Published 07/06/11

Problem Solvers: Finding Supply Chain Management Solutions

July 2011

Supply chain management involves coordinating and improving the flow and transformation of goods, services, and information within companies and around the world. In the modern economy, the ability to manage complex global supply chains is critical to success.

Beer suppliers in England learned this lesson when a supply chain problem was impeding their competitiveness—kegs were disappearing. Suppliers would provide pubs across the United Kingdom with aluminum barrels filled with ales and porters. But once empty, the kegs were nowhere to be found. It turns out that large pubs, which received a discounted rate on bulk purchases of keg beer, were selling their barrels to small pubs, which allowed them to avoid paying a premium for smaller orders. The big pubs were making money; small pubs were saving money. The beer distributors were left entirely in the dark.

“Not a lot of schools are doing what Bryant is doing. We’ve created a niche in teaching applied supply chain management.” Christopher Roethlein

To solve the mystery, a small, thin tag was attached to each of the distributed barrels. Called radio-frequency identification (RFID), the technology helped distributors track the kegs and discover a “gray” supply chain. Today, using RFID, the spirits industry can control market distribution and keep track of its products.

The case of the missing kegs is just one example of the successful application of RFID technology, says John Visich, Ph.D., an associate professor of management at Bryant. The healthcare industry is using the technology to track and locate medical equipment. Food distributors use RFID to monitor air temperature to ensure food safety and quality. Big box retailers, like WalMart, use the technology to track inventory in order to avoid costly out-of-stocks.

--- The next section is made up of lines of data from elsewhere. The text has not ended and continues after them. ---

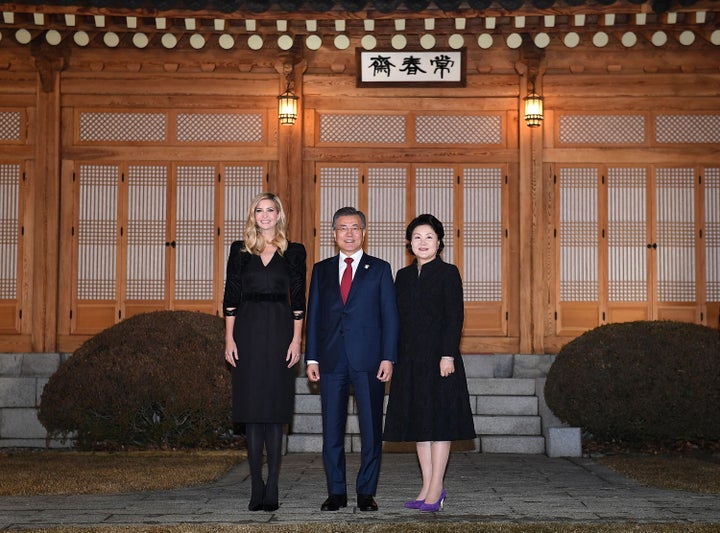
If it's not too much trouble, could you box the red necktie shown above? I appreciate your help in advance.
[340,257,352,305]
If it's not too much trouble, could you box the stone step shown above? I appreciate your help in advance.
[480,435,545,454]
[473,415,542,436]
[467,378,536,396]
[470,396,538,416]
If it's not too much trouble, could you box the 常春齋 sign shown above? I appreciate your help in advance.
[357,50,465,87]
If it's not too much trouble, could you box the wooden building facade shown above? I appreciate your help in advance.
[0,0,720,354]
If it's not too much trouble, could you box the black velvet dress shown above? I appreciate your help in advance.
[223,241,306,424]
[383,257,475,442]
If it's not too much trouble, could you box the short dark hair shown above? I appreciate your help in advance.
[333,207,367,229]
[405,213,445,255]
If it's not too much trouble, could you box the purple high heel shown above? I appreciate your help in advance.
[405,500,425,509]
[420,489,447,513]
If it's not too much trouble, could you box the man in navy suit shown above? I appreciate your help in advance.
[305,207,398,511]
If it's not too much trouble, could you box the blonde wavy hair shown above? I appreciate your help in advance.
[243,192,288,255]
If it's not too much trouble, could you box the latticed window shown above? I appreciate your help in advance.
[556,162,704,334]
[73,162,267,333]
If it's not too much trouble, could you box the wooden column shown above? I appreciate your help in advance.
[516,41,545,354]
[516,63,534,354]
[275,39,307,241]
[29,43,67,352]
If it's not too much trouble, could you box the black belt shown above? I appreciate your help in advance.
[242,292,287,302]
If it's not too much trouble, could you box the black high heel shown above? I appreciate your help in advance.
[248,481,265,511]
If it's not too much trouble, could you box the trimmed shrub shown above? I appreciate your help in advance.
[38,311,232,449]
[545,321,720,442]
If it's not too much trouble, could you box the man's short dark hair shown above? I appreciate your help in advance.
[333,207,367,229]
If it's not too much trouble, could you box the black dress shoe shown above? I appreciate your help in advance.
[358,494,377,511]
[320,494,347,511]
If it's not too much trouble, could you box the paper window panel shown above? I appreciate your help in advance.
[223,165,265,268]
[559,168,599,302]
[79,112,167,143]
[559,115,645,144]
[415,167,455,264]
[415,115,502,144]
[320,114,406,144]
[177,113,263,143]
[319,167,360,259]
[655,115,720,143]
[126,165,168,300]
[0,163,20,300]
[463,168,503,302]
[704,168,720,302]
[656,168,696,302]
[0,111,22,141]
[175,165,215,300]
[367,167,407,273]
[77,165,120,300]
[607,168,647,302]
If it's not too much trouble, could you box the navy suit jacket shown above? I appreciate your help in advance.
[305,253,399,375]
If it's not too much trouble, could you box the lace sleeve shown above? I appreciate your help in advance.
[223,241,249,316]
[285,242,307,320]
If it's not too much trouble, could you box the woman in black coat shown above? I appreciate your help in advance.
[383,214,476,512]
[223,193,306,511]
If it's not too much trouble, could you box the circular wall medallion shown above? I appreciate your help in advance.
[563,31,580,48]
[73,30,90,46]
[505,33,522,50]
[420,33,435,50]
[305,35,322,50]
[650,31,667,46]
[678,30,695,46]
[593,31,610,48]
[160,33,177,48]
[103,31,120,48]
[390,35,407,50]
[533,31,550,48]
[45,30,62,46]
[248,35,263,50]
[190,33,205,50]
[448,33,465,50]
[218,33,235,50]
[278,35,293,50]
[478,33,493,50]
[133,33,150,48]
[360,35,377,50]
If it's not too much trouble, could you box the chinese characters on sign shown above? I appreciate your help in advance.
[358,50,465,87]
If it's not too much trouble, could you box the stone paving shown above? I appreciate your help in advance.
[0,452,720,529]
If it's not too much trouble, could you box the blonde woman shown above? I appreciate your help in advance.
[223,192,306,512]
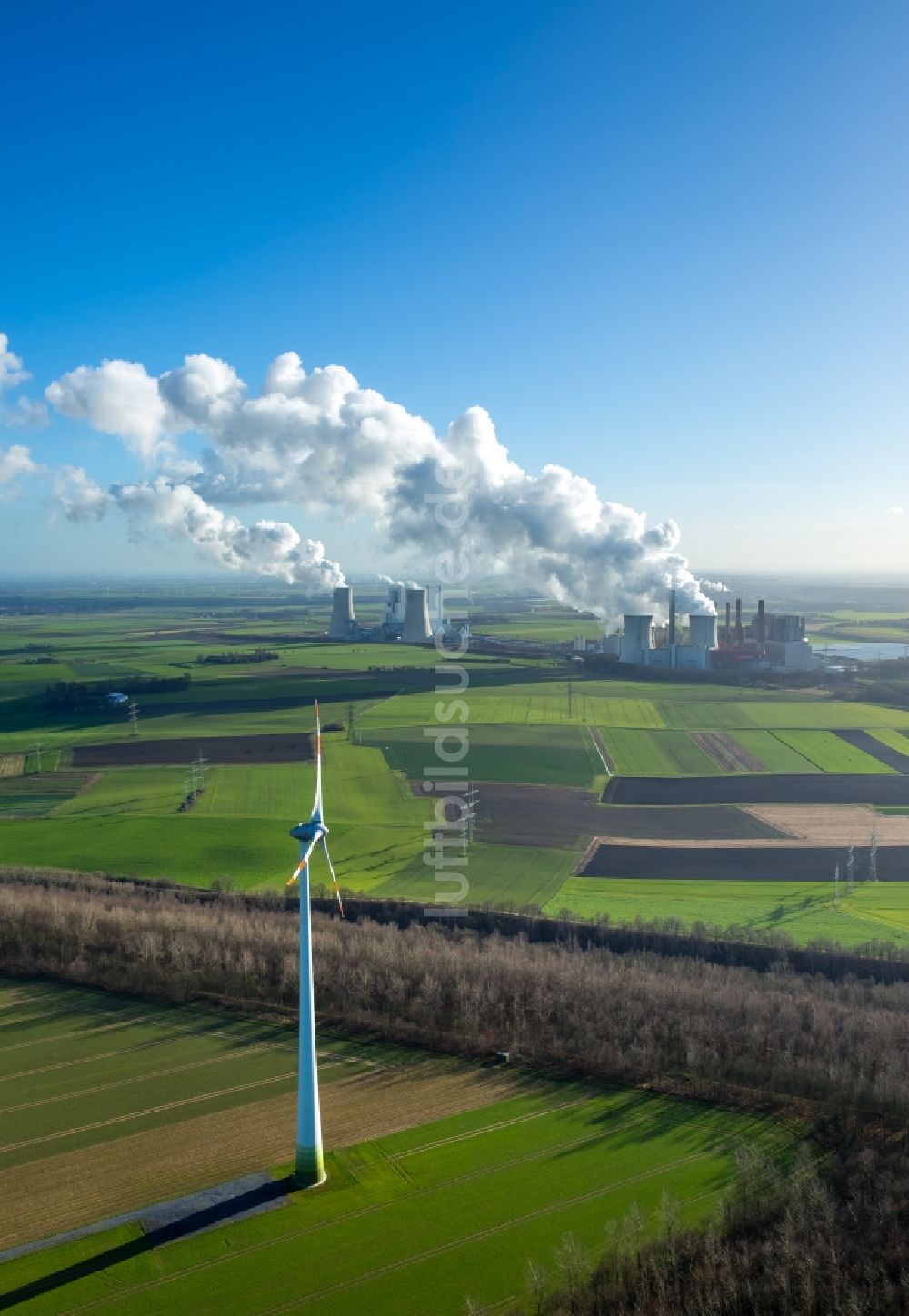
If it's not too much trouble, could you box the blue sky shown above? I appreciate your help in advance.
[0,0,909,571]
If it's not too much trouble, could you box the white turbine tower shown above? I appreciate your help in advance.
[288,700,345,1189]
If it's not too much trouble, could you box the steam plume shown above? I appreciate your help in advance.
[39,352,714,617]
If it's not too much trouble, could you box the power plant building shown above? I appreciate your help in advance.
[618,613,717,671]
[329,584,356,640]
[401,590,433,645]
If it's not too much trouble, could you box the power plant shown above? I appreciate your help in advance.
[401,588,433,645]
[329,584,356,640]
[326,582,468,645]
[610,590,818,671]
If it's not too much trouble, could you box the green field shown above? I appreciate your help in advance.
[729,731,817,773]
[0,978,409,1189]
[598,726,723,776]
[776,732,894,773]
[361,723,603,785]
[0,1037,804,1316]
[0,603,909,941]
[871,728,909,755]
[0,767,92,819]
[546,878,909,946]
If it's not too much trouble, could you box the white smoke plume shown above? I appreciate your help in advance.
[54,466,345,590]
[45,352,714,617]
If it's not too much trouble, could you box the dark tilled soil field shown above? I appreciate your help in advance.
[836,732,909,773]
[428,783,786,850]
[476,782,608,850]
[598,804,788,841]
[603,773,909,807]
[73,734,313,767]
[580,845,909,882]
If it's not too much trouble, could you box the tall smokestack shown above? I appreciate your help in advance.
[329,584,354,640]
[401,590,433,645]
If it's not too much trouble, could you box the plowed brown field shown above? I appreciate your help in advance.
[0,1061,521,1248]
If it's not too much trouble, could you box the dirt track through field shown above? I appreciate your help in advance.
[73,732,313,767]
[0,1062,521,1248]
[574,837,909,882]
[603,773,909,807]
[836,732,909,773]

Empirical evidence for RFID

Anecdotally RFID has had a reputation as a technology that failed to live up to its expectations, and collecting data on actual technology deployment has been difficult. Practitioners within the global supply chain industry, keen to retain a competitive advantage, are often tight lipped about their strategies.

Visich and Suhong Li, Ph.D., an associate professor of computer information systems at Bryant, were determined to discover the real story about RFID. In 2009 they published one of the first research studies to find that, in fact, RFID delivers a strong return on investment in several key areas of supply chain performance. Basheer M. Khumawala of the University of Houston and Pedro Reyes of Baylor University also contributed to the study.

The research was especially useful for organizations proposing to introduce RFID technology into the supply chain, says Visich: "For managers, the empirical evidence presented can help identify implementation areas where RFID can have the greatest impact. The data can be used to build the business case for RFID."

Faculty-student engagement

Visich’s study has prompted several collaborations with students in the areas of global supply chain management, operations management, and RFID. Danielle Godon ’07 worked on her Honors Program thesis with Visich and developed a survey to gauge RFID implementation challenges and benefits. A resulting paper was published in Management Research Review last year. Through a directed study this summer, Visich and a Bryant MBA student are crafting specific strategies to develop a global supply chain strategy for the student’s company.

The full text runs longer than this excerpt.